Tous ces excès nativitesques nous ont donné l'occasion de nous pencher (de l'intérieur) sur des particularités du système de santé. Si parmi vous certains souhaitent refaire leur vie aux USA, je leur conseille des études de médecine, si possible avec une spécialité. Les généralistes prennent cher de la consultation, mais ça ne dépasse pas trop les 200 dollars. Pour les pédiatres, guère beaucoup plus.
Pas pédiatrie donc. Par contre, d'autres spécialistes se gênent moins aux entournures et demandent carrément 632 dollars pour une consultation de 10 minutes (3600 de l'heure ...)
Du coup il suffit devenir travailler ici un an et on a une retraite assurée pour facile 40 ans ! ou alors, travailler ici une semaine par an - sympa aussi ...
Sachant qu'un état comme le Texas ne prélève pas d'impôt sur le revenu, que l'impôt fédéral ne peut pas dépasser 35 % et les taxes sécurité sociale/medicare ne vont pas dépasser 15 % si vous êtes à votre compte, vous ne pouvez pas vous ruiner. En plus, il semblerait qu'on soit exempté d'impôts pour la première année de travail ...
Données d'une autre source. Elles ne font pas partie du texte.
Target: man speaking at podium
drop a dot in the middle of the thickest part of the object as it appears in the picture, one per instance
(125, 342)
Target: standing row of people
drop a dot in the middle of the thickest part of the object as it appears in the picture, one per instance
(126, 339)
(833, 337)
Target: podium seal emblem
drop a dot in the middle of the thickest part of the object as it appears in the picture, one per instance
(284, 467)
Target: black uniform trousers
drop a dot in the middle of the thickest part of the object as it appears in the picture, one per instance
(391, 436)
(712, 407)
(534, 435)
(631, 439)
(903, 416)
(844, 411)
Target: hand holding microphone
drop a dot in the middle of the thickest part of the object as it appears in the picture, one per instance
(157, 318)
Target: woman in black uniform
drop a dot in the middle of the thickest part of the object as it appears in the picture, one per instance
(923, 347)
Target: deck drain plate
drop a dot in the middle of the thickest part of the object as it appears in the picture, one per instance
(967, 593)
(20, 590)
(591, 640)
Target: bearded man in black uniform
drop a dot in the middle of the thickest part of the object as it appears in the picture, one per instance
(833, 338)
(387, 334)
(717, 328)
Pas étonnant que dans ces cas-là, l'assurance santé soit privée (on voit mal comment le commun des mortels pourrait cotiser une somme suffisante pour assurer leurs dépenses de santé). Première visite chez le gynéco = 2000 dollars. A sept visites par grossesse (les suivantes sont moins onéreuses, quand même - il paraît), et un accouchement à 15 à 30 000 dollars, on arrive, pour renouveler la population (sans la vacciner ou la traiter pour ses maladies) à déjà plus de 30 000 dollars par enfant - donc par bonhomme, à cotiser ... ça fait rêver. En excluant bien sûr tous les autres soins ...
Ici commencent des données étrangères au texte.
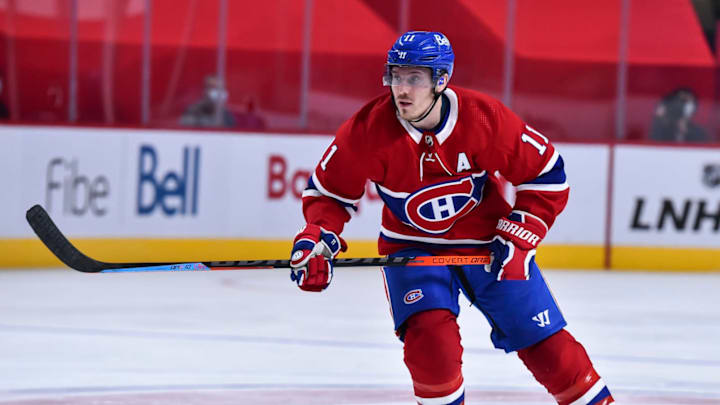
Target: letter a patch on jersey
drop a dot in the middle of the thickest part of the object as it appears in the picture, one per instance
(463, 163)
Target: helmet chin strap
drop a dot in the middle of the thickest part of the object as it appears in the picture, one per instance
(435, 99)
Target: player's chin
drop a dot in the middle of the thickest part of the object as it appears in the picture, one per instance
(408, 114)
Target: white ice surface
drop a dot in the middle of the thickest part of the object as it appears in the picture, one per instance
(654, 337)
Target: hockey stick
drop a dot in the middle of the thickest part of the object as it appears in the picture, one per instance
(61, 247)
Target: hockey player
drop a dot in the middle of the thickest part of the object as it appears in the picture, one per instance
(432, 152)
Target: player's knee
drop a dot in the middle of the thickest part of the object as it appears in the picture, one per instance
(433, 355)
(561, 364)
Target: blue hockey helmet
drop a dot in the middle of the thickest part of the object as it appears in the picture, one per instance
(421, 48)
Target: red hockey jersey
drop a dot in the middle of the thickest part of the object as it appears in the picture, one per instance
(439, 189)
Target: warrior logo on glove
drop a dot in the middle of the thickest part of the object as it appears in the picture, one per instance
(513, 248)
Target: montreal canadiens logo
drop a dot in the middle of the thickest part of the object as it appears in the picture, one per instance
(413, 296)
(436, 208)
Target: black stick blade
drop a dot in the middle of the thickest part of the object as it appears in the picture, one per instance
(58, 244)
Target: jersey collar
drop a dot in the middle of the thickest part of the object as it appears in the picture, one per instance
(446, 130)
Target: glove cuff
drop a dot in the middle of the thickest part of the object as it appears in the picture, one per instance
(526, 231)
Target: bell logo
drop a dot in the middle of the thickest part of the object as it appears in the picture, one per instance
(175, 192)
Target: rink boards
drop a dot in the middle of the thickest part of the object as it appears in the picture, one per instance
(126, 194)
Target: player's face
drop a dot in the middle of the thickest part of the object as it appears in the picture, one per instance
(412, 88)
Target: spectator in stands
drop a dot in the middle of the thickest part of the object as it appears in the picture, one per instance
(204, 113)
(248, 118)
(673, 119)
(4, 112)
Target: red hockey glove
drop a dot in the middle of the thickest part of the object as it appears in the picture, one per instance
(514, 246)
(311, 257)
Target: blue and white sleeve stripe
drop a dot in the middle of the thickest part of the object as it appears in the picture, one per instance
(551, 178)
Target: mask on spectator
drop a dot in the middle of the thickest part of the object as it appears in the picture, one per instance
(217, 94)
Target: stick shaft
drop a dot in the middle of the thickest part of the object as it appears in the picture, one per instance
(64, 250)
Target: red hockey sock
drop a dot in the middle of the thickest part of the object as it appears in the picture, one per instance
(561, 364)
(433, 355)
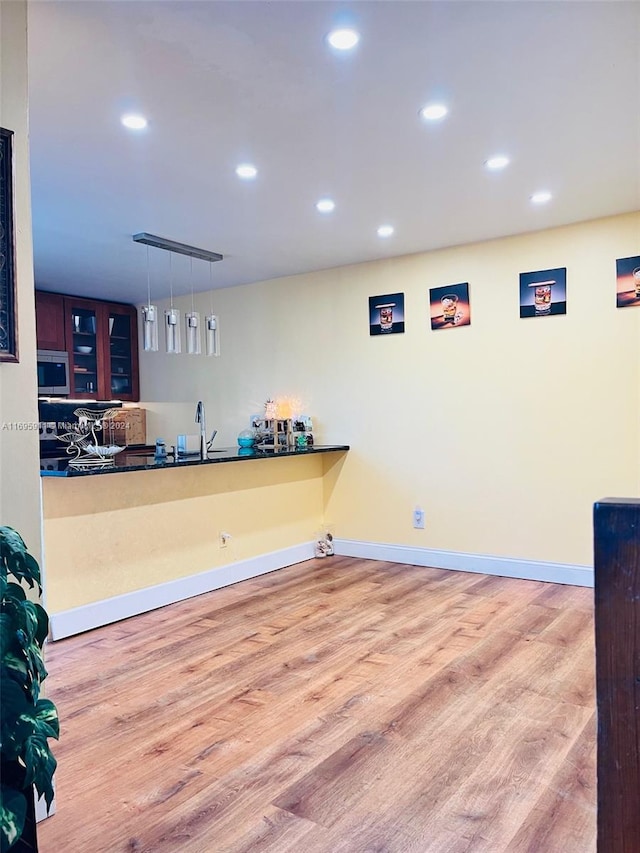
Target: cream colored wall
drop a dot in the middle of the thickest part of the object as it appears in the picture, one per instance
(19, 468)
(505, 432)
(118, 533)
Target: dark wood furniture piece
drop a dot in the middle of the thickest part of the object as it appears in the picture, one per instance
(617, 625)
(50, 330)
(101, 339)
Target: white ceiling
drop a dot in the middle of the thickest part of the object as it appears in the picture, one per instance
(555, 85)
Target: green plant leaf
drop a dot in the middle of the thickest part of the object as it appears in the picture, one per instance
(40, 765)
(47, 718)
(13, 811)
(16, 560)
(26, 721)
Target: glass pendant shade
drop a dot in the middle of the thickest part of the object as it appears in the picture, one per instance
(150, 328)
(192, 332)
(172, 330)
(212, 333)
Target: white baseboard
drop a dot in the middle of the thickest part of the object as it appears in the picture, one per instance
(41, 806)
(88, 616)
(502, 566)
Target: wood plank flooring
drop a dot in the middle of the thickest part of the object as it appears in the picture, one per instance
(336, 706)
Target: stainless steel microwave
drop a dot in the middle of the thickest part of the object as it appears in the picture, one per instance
(53, 373)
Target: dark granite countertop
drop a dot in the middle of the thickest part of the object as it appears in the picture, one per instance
(144, 460)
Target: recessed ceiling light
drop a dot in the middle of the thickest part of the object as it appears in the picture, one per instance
(325, 205)
(246, 171)
(541, 197)
(344, 39)
(134, 122)
(497, 162)
(434, 112)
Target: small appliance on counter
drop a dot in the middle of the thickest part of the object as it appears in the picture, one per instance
(53, 373)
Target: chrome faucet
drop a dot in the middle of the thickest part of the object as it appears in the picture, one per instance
(200, 419)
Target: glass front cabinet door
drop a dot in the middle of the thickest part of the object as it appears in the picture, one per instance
(103, 355)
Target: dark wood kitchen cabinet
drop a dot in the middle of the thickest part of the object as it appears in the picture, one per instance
(50, 321)
(102, 341)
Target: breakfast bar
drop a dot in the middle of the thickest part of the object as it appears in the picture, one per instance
(155, 532)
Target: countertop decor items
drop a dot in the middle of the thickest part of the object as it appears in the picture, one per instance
(146, 460)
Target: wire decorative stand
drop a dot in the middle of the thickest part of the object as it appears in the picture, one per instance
(82, 441)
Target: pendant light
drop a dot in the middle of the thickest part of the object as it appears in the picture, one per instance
(192, 321)
(172, 319)
(149, 318)
(212, 331)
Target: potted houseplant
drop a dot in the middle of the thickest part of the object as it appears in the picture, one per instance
(26, 720)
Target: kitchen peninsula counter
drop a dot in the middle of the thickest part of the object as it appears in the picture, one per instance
(146, 461)
(170, 530)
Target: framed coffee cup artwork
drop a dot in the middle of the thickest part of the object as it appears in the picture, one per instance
(8, 321)
(543, 293)
(449, 306)
(386, 314)
(628, 282)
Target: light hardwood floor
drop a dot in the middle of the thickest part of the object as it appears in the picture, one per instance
(336, 706)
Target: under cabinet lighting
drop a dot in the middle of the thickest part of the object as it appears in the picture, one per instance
(150, 328)
(134, 122)
(496, 163)
(434, 112)
(212, 334)
(192, 330)
(344, 39)
(172, 330)
(325, 205)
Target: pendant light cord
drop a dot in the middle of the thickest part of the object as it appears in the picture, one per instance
(171, 279)
(148, 281)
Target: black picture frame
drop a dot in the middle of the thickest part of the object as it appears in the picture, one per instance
(8, 308)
En vrai, je suis couverte par la Sécu (française - au tarif français, je rassure les gens qui cotisent pour moi - et un peu plus via la mutuelle). Si j'avais été payée par l'université du Texas, j'aurais probablement acheté une meilleure assurance (à 300 dollars par mois) et j'aurais payé bien moins cher chez le médecin. Si j'avais été très riche, j'aurais carrément pris un plan de santé très onéreux où tout est couvert. Mais, si je n'avais pas été couverte, j'aurais payé encore plus. En effet les tarifs dont j'ai connaissance sont les tarifs négociés. Ma sécu/mutuelle a chargé une entreprise de négocier les tarifs des prestations. La boîte fait baisser les prix et se sert au passage. Toutes les assurances santé aux USA négocient ainsi le prix des services.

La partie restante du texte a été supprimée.